Dr Gareth Fraser, a biologist at the University of Sheffield's Department of Animal and Plant Sciences, is interested in why humans make only two sets of teeth — baby teeth and adult ones — while some creatures create an endless supply. Sharks, for instance, will grow new teeth around once every two weeks while blowfish constantly produce the tooth-like material that creates their beak. In fact, they are more robust and practical than mere teeth as beaks do not rot, fall out, or chip.

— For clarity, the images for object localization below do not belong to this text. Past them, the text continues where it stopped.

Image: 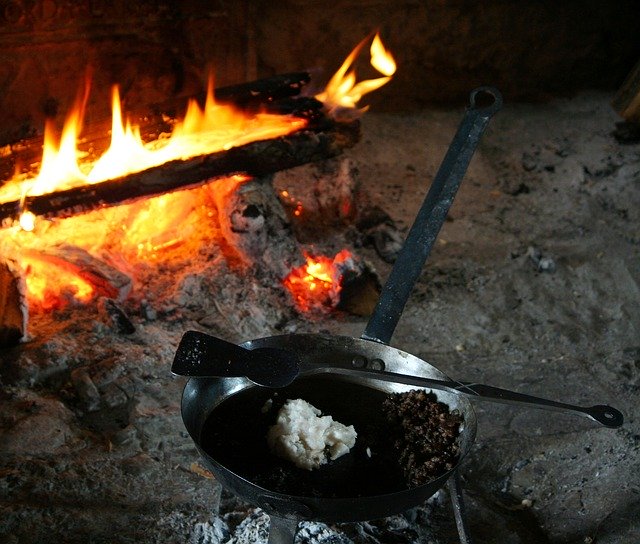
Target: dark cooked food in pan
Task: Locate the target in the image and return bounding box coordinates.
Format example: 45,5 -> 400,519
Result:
383,389 -> 463,487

One day, predicts Fraser, humans could grow beaks. "With our extended lives and modern diets, the limited supply of human teeth is really no longer fit for purpose," Fraser told the Daily Mail. Although several million years away, the day could come where teeth fuse together and form a tough, pointy beak, he explained.

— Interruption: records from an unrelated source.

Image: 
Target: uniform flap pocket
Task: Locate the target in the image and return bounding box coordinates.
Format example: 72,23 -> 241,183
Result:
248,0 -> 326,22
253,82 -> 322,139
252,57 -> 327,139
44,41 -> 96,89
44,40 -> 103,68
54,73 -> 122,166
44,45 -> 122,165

Meanwhile, Fraser continues to research 'dentition,' or the development and arrangement of teeth in various species of fish.

African Fish

In a recent study, Fraser explored the cells and molecular mechanics responsible for the constant regeneration of dentition in Lake Malawi cichlid fishes. "Our dissection of the molecular mechanics of vertebrate tooth replacement coupled to complex shape pinpoints aspects of odontogenesis that might be re-evolved in the lab to solve problems in regenerative dentistry," Fraser wrote in a paper published just two months ago. In other words, these cells, nicknamed 'tooth fairy' cells, as well as other features studied by Fraser could hold the key to allowing humans to grow set after set of teeth.

Cichlids share a single key trait: the fusion of the lower pharyngeal bones (teeth in the arch of the throat) into a single tooth-bearing structure. A complex set of muscles allows the upper and lower pharyngeal bones to be used as a second set of jaws for processing food. Cichlids are efficient feeders that capture and process a very wide variety of food items.

Along with cichlids, Fraser has studied pufferfish, which are a type of extremely diverse bony fish with a unique beak-like jaw. They make up almost half of all living vertebrates and, with the pufferfish genome project near completion, they have recently become a useful genetic model. Fraser's research catalogued the dental development throughout all stages of the pufferfish's growth, from the production of initial-teeth to the construction of its distinctive 'beak.' The research showed that the strange structure didn't appear from scratch during embryonic development as a complete vertebrate novelty, but rather originates from the modified development of replacement teeth after the formation of an initial dentition, which appears like 'normal' fish teeth. "It is an example of re-specification of its genetic tool-kit for tooth development toward a very alternative, and unique, dentition," said Fraser.

Fraser believes that knowledge of the genetic underpinnings of tooth replacement in fishes will ultimately facilitate advances in dental therapies. "It is of great interest for science to understand the process of tooth replacement, to understand the genes that govern the continued supply of teeth and mechanisms of dental stem cell maintenance," he said.